Ukraine’s Prime Minister Denys Shmyhal urged the European Union on Monday to supply Kyiv with more weapons and equipment while offering to help out with gas deliveries to reduce the bloc’s dependence on Russia.
“We need more modern weapons, such as air defence, missile defence and ship defence,” Shmyhal told reporters after a meeting of the EU-Ukraine Association Council in Brussels.
He said his country also needed aircraft and more armoured vehicles as there were no signs Russia was willing to end the war that Moscow describes as a “special military operation”.
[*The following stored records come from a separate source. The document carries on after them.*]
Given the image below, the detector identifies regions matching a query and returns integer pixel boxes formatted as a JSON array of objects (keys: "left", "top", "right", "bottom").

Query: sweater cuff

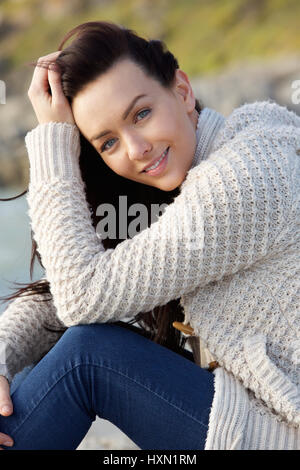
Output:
[{"left": 25, "top": 122, "right": 81, "bottom": 183}]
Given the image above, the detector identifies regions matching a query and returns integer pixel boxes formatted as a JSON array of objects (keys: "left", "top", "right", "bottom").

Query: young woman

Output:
[{"left": 0, "top": 22, "right": 300, "bottom": 450}]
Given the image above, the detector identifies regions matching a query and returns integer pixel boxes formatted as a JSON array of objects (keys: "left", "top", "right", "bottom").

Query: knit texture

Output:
[{"left": 0, "top": 102, "right": 300, "bottom": 449}]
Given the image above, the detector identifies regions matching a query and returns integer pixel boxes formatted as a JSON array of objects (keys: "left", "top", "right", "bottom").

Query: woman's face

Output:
[{"left": 72, "top": 59, "right": 198, "bottom": 191}]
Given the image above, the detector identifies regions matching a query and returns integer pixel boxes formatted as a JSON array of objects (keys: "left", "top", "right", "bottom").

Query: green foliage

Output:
[{"left": 0, "top": 0, "right": 300, "bottom": 76}]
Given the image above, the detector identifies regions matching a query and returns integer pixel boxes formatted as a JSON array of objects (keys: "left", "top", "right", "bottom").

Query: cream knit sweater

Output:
[{"left": 0, "top": 102, "right": 300, "bottom": 449}]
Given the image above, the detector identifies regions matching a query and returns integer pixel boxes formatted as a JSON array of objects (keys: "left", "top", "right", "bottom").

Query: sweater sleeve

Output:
[
  {"left": 0, "top": 294, "right": 64, "bottom": 382},
  {"left": 26, "top": 123, "right": 300, "bottom": 326}
]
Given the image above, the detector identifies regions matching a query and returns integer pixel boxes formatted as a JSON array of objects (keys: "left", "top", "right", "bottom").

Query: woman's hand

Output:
[
  {"left": 0, "top": 375, "right": 13, "bottom": 450},
  {"left": 28, "top": 51, "right": 75, "bottom": 124}
]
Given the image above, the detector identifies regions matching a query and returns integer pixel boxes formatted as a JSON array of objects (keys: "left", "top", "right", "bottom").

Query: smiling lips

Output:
[{"left": 143, "top": 147, "right": 169, "bottom": 173}]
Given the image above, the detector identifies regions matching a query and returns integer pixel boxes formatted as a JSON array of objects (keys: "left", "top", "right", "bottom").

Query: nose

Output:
[{"left": 126, "top": 134, "right": 152, "bottom": 161}]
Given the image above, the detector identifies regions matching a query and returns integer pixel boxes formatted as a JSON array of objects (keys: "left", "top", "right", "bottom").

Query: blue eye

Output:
[{"left": 100, "top": 108, "right": 151, "bottom": 153}]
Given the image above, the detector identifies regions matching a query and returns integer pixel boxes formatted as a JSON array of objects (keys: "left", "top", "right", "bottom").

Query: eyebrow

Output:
[{"left": 91, "top": 94, "right": 147, "bottom": 141}]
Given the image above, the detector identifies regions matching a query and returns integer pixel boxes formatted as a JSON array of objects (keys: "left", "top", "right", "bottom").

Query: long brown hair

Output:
[{"left": 0, "top": 21, "right": 202, "bottom": 353}]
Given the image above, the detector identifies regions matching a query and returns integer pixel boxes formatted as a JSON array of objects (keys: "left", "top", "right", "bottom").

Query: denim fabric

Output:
[{"left": 0, "top": 322, "right": 214, "bottom": 450}]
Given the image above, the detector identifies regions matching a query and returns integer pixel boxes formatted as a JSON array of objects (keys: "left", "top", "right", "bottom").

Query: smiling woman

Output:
[
  {"left": 72, "top": 59, "right": 199, "bottom": 191},
  {"left": 0, "top": 22, "right": 300, "bottom": 449}
]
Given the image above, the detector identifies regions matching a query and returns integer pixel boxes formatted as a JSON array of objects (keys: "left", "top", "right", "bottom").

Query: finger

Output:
[
  {"left": 28, "top": 51, "right": 61, "bottom": 94},
  {"left": 0, "top": 377, "right": 13, "bottom": 416},
  {"left": 48, "top": 64, "right": 66, "bottom": 103},
  {"left": 0, "top": 432, "right": 14, "bottom": 447}
]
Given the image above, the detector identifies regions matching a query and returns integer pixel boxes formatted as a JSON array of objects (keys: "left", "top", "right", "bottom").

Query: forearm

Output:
[{"left": 0, "top": 294, "right": 63, "bottom": 382}]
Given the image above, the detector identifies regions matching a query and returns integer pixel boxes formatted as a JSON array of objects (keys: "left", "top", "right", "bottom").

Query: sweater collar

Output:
[{"left": 190, "top": 108, "right": 225, "bottom": 169}]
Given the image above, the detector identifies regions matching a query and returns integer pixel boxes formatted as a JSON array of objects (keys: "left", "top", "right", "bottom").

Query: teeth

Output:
[{"left": 145, "top": 149, "right": 168, "bottom": 171}]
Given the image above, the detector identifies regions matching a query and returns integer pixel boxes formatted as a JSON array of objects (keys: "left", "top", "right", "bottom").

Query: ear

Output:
[{"left": 174, "top": 69, "right": 196, "bottom": 113}]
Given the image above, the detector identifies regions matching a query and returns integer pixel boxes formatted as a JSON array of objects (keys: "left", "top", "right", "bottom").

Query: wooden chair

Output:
[{"left": 172, "top": 321, "right": 219, "bottom": 372}]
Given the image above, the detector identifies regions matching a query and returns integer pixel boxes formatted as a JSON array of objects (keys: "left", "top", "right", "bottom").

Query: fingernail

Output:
[
  {"left": 1, "top": 406, "right": 11, "bottom": 413},
  {"left": 3, "top": 441, "right": 13, "bottom": 447}
]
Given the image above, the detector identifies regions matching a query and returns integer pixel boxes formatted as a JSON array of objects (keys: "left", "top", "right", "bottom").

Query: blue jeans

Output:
[{"left": 0, "top": 322, "right": 214, "bottom": 450}]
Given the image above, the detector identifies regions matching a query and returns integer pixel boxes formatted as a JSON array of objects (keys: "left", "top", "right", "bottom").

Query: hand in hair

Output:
[
  {"left": 0, "top": 375, "right": 13, "bottom": 450},
  {"left": 27, "top": 51, "right": 75, "bottom": 124}
]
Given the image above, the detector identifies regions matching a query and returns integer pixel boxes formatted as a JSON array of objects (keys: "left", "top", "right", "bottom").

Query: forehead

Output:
[{"left": 72, "top": 59, "right": 162, "bottom": 124}]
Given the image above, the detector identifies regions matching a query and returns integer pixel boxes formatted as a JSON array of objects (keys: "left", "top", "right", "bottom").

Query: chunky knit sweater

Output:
[{"left": 0, "top": 102, "right": 300, "bottom": 449}]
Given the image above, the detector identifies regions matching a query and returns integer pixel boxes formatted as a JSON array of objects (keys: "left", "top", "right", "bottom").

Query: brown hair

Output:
[{"left": 1, "top": 21, "right": 202, "bottom": 353}]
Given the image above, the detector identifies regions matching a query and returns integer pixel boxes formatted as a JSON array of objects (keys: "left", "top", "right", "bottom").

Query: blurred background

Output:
[{"left": 0, "top": 0, "right": 300, "bottom": 449}]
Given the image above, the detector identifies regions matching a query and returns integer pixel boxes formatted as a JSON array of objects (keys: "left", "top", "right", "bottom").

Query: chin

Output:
[{"left": 156, "top": 175, "right": 186, "bottom": 191}]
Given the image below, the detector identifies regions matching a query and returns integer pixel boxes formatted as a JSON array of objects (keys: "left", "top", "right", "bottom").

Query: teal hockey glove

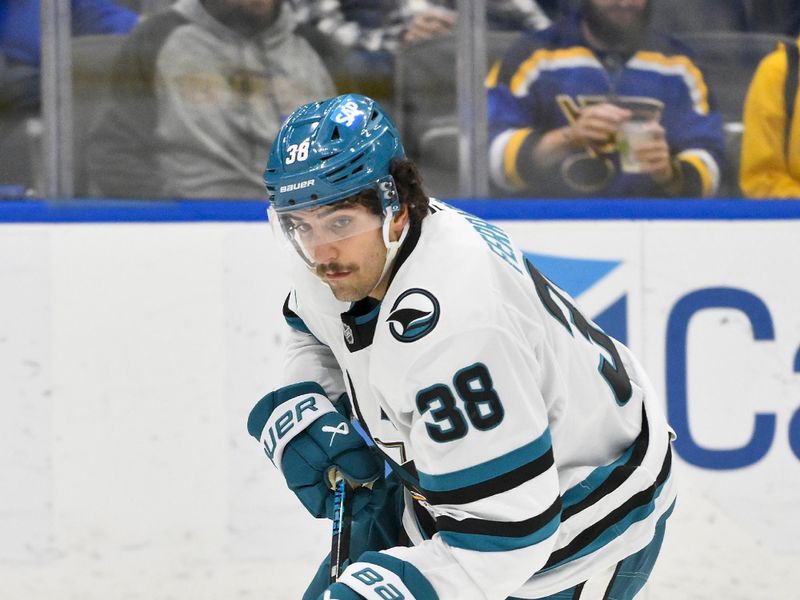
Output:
[
  {"left": 247, "top": 382, "right": 383, "bottom": 519},
  {"left": 317, "top": 552, "right": 439, "bottom": 600}
]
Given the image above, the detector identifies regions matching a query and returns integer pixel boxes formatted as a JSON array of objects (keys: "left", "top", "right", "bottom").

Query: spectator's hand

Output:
[
  {"left": 403, "top": 7, "right": 456, "bottom": 42},
  {"left": 634, "top": 121, "right": 675, "bottom": 185},
  {"left": 570, "top": 102, "right": 633, "bottom": 148}
]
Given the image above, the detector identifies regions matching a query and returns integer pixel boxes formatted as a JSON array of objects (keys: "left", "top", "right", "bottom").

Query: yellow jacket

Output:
[{"left": 739, "top": 40, "right": 800, "bottom": 198}]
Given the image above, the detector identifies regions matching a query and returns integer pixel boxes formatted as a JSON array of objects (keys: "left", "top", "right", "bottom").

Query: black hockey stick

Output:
[{"left": 330, "top": 474, "right": 353, "bottom": 583}]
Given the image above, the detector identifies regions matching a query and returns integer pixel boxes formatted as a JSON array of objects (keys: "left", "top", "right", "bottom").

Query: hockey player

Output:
[{"left": 248, "top": 95, "right": 675, "bottom": 600}]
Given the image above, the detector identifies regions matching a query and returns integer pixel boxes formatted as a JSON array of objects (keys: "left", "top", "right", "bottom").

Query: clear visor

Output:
[{"left": 269, "top": 202, "right": 388, "bottom": 268}]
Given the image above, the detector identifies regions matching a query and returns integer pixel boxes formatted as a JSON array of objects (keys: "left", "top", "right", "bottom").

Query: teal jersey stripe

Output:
[
  {"left": 542, "top": 477, "right": 672, "bottom": 571},
  {"left": 439, "top": 513, "right": 561, "bottom": 552},
  {"left": 285, "top": 316, "right": 313, "bottom": 335},
  {"left": 562, "top": 443, "right": 636, "bottom": 509},
  {"left": 417, "top": 429, "right": 552, "bottom": 492},
  {"left": 356, "top": 302, "right": 381, "bottom": 325}
]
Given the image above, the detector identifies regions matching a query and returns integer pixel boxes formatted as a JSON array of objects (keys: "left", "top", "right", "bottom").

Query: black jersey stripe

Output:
[
  {"left": 543, "top": 445, "right": 672, "bottom": 569},
  {"left": 422, "top": 448, "right": 554, "bottom": 505},
  {"left": 561, "top": 406, "right": 650, "bottom": 521},
  {"left": 436, "top": 496, "right": 561, "bottom": 538}
]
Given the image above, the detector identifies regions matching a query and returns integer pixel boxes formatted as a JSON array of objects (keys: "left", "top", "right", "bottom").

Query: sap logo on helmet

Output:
[
  {"left": 278, "top": 179, "right": 315, "bottom": 193},
  {"left": 333, "top": 100, "right": 365, "bottom": 127}
]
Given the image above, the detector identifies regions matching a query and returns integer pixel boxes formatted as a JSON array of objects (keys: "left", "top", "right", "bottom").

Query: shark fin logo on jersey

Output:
[{"left": 386, "top": 288, "right": 439, "bottom": 342}]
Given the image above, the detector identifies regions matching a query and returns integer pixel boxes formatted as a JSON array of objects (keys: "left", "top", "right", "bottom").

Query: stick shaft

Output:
[{"left": 330, "top": 476, "right": 353, "bottom": 583}]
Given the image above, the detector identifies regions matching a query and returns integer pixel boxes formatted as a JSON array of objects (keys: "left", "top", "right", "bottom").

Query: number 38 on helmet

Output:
[{"left": 264, "top": 94, "right": 405, "bottom": 266}]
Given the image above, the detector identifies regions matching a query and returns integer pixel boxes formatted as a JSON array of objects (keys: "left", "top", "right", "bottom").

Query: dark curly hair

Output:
[{"left": 340, "top": 158, "right": 430, "bottom": 225}]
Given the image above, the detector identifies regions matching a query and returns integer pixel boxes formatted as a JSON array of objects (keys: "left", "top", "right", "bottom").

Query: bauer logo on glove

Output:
[{"left": 247, "top": 382, "right": 383, "bottom": 518}]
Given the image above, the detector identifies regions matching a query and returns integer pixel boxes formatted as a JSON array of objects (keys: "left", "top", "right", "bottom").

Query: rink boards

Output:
[{"left": 0, "top": 202, "right": 800, "bottom": 600}]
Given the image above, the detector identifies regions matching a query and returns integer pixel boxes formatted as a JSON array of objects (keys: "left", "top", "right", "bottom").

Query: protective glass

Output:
[{"left": 269, "top": 195, "right": 386, "bottom": 267}]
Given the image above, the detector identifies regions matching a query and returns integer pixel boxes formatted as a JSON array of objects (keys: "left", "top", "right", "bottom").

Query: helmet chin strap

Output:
[{"left": 367, "top": 207, "right": 411, "bottom": 296}]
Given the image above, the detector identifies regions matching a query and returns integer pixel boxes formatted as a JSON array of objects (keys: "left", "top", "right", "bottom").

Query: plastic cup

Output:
[{"left": 617, "top": 120, "right": 653, "bottom": 173}]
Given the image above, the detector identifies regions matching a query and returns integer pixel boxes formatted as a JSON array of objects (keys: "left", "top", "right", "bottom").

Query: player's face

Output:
[{"left": 282, "top": 204, "right": 405, "bottom": 302}]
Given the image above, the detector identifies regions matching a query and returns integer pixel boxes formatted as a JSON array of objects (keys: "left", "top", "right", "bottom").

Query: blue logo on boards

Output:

A week ago, after months of punishing Russian artillery assaults in the east, Ukraine began a long-awaited counter-attack, its biggest since it drove Russian forces away from the outskirts of Kyiv in March.
On Monday, Kyiv made its boldest claim yet of success on the battlefield, saying it had captured two towns in the south and one in the east, while European markets reopened in free-fall after Russia kept its main gas pipeline to Germany shut.
Shmyhal suggested Ukraine could deliver gas to the EU to ease an energy crunch that has driven prices to record-high levels.
“We can replace to a large extent the Russian imports,” Shmyhal said.
“30 billion cubic meters is what we have in our gas stores, and we can offer some of it to our European partners in order to replace the Russian Federation in the unstable market,” he said.
EU foreign policy chief Josep Borrell, meanwhile, pledged the bloc’s continuous support to Kyiv, no matter “whatever threat, whatever blackmail” might be coming from Russia.
“We will provide our support politically, financially, humanitarian and militarily as long as it takes and as much as needed,” Borrell said.